Mengenal Arti Klitih, Semula Bermakna Positif tapi Bergeser Negatif

Sosiolog Kriminalitas Universitas Gadjah Mada (UGM) Soeprapto menjelaskan bahwa klitih diambil dari bahasa Jawa yang artinya kegiatan untuk mengisi waktu luang yang bersifat positif. Misalnya, seorang ibu menjahit, membaca koran, cerpen, dan sebagainya.

oleh Muhamad Husni Tamami diperbarui 12 Apr 2022, 02:30 WIB
Ilustrasi klitih. Foto: Pixabay dari Pexels.

Liputan6.com, Yogyakarta - Aksi klitih yang umumnya dilakukan oleh kelompok pelajar sejatinya harus segera dituntaskan. Fenomena klitih di Yogyakarta sudah bukan lagi masalah sosial baru di masyarakat.  

Bicara soal klitih yang tiada hentinya hingga kini memang menarik untuk dibahas. Meskipun warga Yogyakarta sudah tidak asing dengan istilah klitih, namun tidak untuk mereka yang di luar Jawa. Kadang kala timbul pertanyaan tentang arti klitih ketika mendengar berita-berita yang berseliweran di lini masa.

Sosiolog Kriminalitas Universitas Gadjah Mada (UGM) Soeprapto menjelaskan bahwa klitih diambil dari bahasa Jawa yang artinya kegiatan untuk mengisi waktu luang yang bersifat positif. Misalnya, seorang ibu menjahit, membaca koran, cerpen, dan sebagainya.

Namun, seiring berjalannya waktu ada pergeseran makna klitih, yang tadinya mengandung makna positif kini cenderung negatif. Hal ini setelah remaja yang masih usia pelajar mengadopsi arti klitih sebagai kegiatan mencari musuh.

“Pada tahun 2007, 2008, 2009, itu pemerintah menegaskan pada sekolah-sekolah bahwa kalau ada pelajar terlibat tawuran maka ia akan dikenai sanksi dikembalikan kepada orang tua. Apakah ujungnya itu skorsing atau dikeluarkan,” kata Seoprapto dikutip dari YouTube UGM Channel, Selasa (12/4/2022).

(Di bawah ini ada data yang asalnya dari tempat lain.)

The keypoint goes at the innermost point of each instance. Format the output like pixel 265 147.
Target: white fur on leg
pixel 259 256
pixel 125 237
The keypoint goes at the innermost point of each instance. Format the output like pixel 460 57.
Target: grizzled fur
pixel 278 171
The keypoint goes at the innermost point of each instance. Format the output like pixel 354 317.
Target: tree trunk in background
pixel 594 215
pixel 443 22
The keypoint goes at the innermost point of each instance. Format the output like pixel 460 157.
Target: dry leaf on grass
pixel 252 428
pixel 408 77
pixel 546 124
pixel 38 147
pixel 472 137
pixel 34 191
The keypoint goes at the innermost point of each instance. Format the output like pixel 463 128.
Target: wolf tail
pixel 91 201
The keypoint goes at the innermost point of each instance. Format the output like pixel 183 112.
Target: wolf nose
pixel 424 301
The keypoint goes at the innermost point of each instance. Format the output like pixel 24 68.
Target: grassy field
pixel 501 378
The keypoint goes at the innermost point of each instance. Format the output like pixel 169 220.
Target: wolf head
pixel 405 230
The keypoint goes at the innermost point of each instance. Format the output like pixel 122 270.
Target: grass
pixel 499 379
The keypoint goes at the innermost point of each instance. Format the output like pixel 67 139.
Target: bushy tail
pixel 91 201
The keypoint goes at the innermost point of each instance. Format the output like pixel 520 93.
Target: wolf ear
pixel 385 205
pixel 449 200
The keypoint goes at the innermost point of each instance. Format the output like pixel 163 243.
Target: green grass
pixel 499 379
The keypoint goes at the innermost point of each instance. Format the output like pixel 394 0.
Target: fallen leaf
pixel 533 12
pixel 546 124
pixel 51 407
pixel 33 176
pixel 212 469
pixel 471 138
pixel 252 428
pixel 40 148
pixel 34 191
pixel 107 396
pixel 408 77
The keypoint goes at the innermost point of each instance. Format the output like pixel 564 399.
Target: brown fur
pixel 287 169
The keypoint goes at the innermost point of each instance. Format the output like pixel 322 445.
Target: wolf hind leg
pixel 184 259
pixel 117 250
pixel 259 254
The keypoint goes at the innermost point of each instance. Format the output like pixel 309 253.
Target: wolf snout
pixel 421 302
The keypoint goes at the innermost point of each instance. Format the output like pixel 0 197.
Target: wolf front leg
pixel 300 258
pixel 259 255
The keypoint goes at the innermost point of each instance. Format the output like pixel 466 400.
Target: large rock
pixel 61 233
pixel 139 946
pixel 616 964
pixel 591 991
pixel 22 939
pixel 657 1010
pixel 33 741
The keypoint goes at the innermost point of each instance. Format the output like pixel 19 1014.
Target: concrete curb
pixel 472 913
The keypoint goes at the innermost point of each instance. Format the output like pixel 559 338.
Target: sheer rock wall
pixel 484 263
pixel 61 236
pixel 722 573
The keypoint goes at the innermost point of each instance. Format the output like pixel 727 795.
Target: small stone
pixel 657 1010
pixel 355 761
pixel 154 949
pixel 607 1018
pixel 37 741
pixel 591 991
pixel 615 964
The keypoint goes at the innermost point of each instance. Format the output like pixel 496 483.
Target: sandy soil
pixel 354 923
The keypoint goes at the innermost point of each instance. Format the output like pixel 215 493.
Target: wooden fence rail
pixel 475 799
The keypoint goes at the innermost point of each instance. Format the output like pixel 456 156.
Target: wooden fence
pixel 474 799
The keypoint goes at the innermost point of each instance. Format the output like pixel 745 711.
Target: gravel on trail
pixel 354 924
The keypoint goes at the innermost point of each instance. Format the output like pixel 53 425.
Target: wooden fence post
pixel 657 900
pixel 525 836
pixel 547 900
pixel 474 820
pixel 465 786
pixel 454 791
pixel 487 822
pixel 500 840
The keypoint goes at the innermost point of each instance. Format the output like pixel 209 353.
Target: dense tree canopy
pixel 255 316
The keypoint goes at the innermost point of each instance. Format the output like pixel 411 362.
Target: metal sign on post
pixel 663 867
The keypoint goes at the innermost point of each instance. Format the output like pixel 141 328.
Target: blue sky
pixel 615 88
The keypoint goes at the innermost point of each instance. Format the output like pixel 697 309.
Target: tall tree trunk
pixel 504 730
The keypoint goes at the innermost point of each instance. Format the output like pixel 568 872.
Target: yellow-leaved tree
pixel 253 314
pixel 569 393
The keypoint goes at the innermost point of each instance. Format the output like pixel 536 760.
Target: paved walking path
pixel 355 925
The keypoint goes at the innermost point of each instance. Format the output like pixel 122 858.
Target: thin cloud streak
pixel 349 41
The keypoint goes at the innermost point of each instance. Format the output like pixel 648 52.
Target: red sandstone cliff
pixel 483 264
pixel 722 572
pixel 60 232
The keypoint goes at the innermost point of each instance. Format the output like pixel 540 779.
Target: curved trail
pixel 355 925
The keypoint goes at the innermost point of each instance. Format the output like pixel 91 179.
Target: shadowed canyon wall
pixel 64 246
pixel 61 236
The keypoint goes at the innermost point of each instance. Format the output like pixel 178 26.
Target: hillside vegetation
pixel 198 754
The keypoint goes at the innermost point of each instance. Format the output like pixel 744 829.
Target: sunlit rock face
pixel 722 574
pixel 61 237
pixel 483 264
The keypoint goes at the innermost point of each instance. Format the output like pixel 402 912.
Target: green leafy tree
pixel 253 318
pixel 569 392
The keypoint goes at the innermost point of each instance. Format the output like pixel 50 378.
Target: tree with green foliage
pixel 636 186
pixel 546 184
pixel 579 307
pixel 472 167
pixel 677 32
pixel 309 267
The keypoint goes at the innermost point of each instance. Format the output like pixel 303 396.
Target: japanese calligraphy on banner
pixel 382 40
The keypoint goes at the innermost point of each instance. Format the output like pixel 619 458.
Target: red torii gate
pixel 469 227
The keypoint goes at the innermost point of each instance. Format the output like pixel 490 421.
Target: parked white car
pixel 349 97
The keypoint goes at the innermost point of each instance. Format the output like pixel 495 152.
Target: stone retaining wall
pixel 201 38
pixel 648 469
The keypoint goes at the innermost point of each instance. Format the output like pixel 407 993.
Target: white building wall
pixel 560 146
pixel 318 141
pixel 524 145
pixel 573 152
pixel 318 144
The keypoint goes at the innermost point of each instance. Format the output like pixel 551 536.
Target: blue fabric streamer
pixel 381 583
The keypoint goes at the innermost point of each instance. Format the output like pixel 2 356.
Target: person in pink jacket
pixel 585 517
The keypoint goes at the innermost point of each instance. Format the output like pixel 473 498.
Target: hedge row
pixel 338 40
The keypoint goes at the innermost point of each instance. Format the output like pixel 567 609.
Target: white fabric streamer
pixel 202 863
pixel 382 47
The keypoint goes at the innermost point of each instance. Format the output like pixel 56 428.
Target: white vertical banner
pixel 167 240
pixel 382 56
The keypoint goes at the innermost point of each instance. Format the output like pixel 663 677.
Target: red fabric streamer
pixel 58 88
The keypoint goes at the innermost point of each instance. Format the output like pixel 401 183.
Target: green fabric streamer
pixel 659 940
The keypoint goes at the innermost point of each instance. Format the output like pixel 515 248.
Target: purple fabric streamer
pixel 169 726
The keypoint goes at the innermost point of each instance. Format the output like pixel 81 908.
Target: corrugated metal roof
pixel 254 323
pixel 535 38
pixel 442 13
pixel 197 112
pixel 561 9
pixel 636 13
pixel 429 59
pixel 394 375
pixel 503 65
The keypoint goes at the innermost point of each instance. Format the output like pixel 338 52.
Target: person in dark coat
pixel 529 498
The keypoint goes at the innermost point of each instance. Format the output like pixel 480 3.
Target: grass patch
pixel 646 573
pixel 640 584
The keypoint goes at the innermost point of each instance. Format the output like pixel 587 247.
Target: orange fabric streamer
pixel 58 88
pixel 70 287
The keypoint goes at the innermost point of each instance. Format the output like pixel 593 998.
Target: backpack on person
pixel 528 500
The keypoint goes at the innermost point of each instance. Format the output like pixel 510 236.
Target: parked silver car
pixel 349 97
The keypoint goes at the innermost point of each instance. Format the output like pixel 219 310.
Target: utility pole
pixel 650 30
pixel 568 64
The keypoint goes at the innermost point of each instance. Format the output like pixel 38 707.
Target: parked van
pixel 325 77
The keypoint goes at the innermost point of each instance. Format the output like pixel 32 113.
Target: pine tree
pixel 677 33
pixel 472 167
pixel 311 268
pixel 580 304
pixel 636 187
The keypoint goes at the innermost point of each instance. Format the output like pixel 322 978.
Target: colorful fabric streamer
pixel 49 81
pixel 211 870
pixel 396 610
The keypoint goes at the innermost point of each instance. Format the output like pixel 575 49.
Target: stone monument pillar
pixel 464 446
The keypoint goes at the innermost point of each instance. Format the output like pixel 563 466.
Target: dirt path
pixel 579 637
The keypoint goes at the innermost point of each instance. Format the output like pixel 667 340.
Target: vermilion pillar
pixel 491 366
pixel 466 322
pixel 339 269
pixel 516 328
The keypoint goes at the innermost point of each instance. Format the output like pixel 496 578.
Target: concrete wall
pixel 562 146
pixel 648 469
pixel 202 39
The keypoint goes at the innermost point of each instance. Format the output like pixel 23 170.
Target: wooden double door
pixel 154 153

Sejak saat itu pelajar yang sadar tujuan sekolahnya adalah menuntut ilmu tidak lagi dengan mudah diajak tawuran.

 

* Untuk mengetahui kebenaran informasi yang beredar, silakan WhatsApp ke nomor 0811 9787 670 hanya dengan ketik kata kunci yang diinginkan.

 

Saksikan Video Pilihan Ini:


Pelajar Senasib Membuat Geng

Dua terduga pelaku klitih di Gunungkidul nyaris jadi bulan-bulanan massa. (Foto: Liputan6.com/Hendro Ary Wibowo)

Sementara itu, pelajar yang di rumahnya tidak merasa bahagia, ada rasa kecewa, dan di masyarakat juga tidak ada sesuatu yang membuatnya senang, mereka cenderung melampiaskan dengan menghalalkan segala cara untuk menyembuhkan kekecewaan mereka.

“Kemudian mengajak teman-temannya yang mempunyai kondisi yang sama untuk berkeliling sepeda motor, mencari musuh yang juga sama-sama pelajar,” terangnya.

Pelajar yang memiliki nasib sama itu kemudian membuat geng dengan struktur yang jelas. Ada ketua hingga anggotanya yang siap menuruti sosok yang dipimpinnya. Mereka kemudian melakukan aksi-aksi klitihnya yang sering kali meresahkan masyarakat.